Reyes made one more check of his patients, then stepped out of the helicopter, holding his Beretta. He lowered himself behind the stone barricade Parson and Conway had built. Even with every able-bodied man now in a fighting position, Parson’s de facto fire team seemed a thin force for repelling committed jihadists. Nothing for it but to keep a good watch, and when the shooting started, try to keep them pinned down until air support could get here. The radio would be more important than the guns.

“Spectre’s inbound,” Parson told Reyes. “You can call in a strike better than I can, so you take the radio.” PJs weren’t forward air controllers, but they knew how to make an emergency call for fire.

“Yes, sir,” Reyes said. He took the PRC-152 and the headset from Parson. Reyes also retrieved a smoke flare from his tactical vest and prepped it. He removed the plastic cap from one end and pried up the pull tab. It was the same kind of flare Parson had elected not to use earlier, but he did not object.
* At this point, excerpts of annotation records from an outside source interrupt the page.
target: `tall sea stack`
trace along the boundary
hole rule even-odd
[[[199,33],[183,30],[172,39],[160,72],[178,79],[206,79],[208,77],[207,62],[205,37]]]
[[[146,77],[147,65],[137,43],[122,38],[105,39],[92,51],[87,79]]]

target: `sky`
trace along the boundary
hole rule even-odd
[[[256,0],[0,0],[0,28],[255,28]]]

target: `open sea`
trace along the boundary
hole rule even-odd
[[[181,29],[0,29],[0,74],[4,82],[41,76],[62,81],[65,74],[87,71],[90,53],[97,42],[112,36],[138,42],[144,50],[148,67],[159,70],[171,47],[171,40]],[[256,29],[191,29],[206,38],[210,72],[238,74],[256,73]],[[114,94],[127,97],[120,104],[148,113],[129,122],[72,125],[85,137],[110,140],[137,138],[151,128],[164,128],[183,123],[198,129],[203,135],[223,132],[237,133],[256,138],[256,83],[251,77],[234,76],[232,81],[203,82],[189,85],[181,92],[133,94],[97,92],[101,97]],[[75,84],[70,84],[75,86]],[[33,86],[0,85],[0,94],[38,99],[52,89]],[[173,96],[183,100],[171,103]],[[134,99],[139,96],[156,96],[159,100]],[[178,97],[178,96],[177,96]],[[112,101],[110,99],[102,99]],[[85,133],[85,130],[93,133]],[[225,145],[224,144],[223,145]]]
If it became necessary to mark their position so a gunship could lay waste to everything around them, sparks would be the least of their problems.

A flicker of movement down in the valley caught Parson’s eye. He turned his head to see a man dart from behind a boulder, run several yards, dive for the ground. The insurgent carried an AK-47. Another man leapfrogged ahead of him, holding what looked like a grenade launcher.

“All right,” Parson said. “Here they come.” He thumbed the safety on his pistol, placed an extra magazine on the stones in front of him.

The dog gazed down at the valley floor, sniffed the air. She growled, whirled, and barked, teeth bared at something behind her.

Parson turned and looked up at the top of the ridge. The wind stung his eyes. He saw figures crouching above him. There was a glint, or maybe a flash. And the smoking trail of a rocket-propelled grenade.

14

Gold still kept contacts with the Afghan National Police. She had spent a tour helping run a literacy program for new recruits, and she decided to see if anyone knew anything about this Lieutenant Aamir and his kidnapped son. At the moment, she could do little else to help Parson.